The most compelling finding was that a family history of type 2 diabetes was associated with reduced physical fitness. Poor physical fitness has been claimed to reflect differences in lifestyle, but we observed no differences in physical activity between FH+ and FH− individuals. If anything, FH+ individuals had adopted healthier food habits than FH− participants. In support of our findings, Thamer et al. also showed in a study of young healthy individuals that a family history of diabetes was associated with lower oxygen uptake [11].

The influence of a family history of type 2 diabetes on energy metabolism does not seem to be restricted to maximal oxygen uptake, as we have previously observed decreased energy expenditure in the basal state and after a euglycaemic–hyperinsulinaemic clamp in FH+ compared with FH− participants [1]. There are several potential explanations for these findings. Several studies have reported decreased expression of genes regulating oxidative phosphorylation in patients with type 2 diabetes and their first-degree relatives [12]. It has been debated whether this is a primary inherited or an acquired phenomenon. The present study would support the former view. However, some caveats of our study should be underlined. The walking test, for example, provides an indirect measure of oxygen uptake [8] and data could be used from only 41% of the participants aged 18 to 65 years.

Another central finding was that after adjusting for age, BMI, glucose tolerance and degree of insulin sensitivity, FH+ individuals had impaired beta cell function compared with FH− individuals. This is in keeping with the strong predictive effect of an impaired disposition index on risk of type 2 diabetes [10]. In contrast to several previous studies [13] including our own [1], we observed only small differences in insulin sensitivity between FH+ and FH− individuals. A potential source of error could be the use of crude estimates of insulin sensitivity instead of the euglycaemic–hyperinsulinaemic clamp, which we had used previously. In previous studies, on the other hand, matching for BMI may not have been perfect, with even very large studies like the EGIR only able to demonstrate minor differences in insulin sensitivity between FH+ and FH− individuals [13].

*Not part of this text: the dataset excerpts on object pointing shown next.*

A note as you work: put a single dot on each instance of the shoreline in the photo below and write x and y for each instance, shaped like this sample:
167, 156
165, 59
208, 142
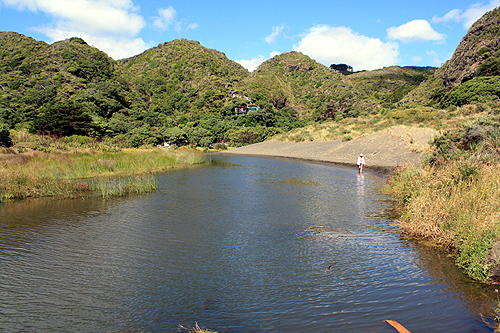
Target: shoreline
384, 151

The central role of beta cell dysfunction in the pathogenesis of type 2 diabetes was underscored in recent whole-genome association studies, which almost exclusively identified variants in genes with potential effects on beta cell function as being associated with type 2 diabetes [14]. A defect in the capacity of beta cells to cope with the increased needs imposed by increasing body weight and insulin resistance seems to be inevitable in the progression towards manifest type 2 diabetes.

In conclusion, a family history of type 2 diabetes not only predisposes to obesity, but also to poor physical fitness and impaired capacity of beta cells to compensate for the increased insulin needs imposed by an increase in BMI.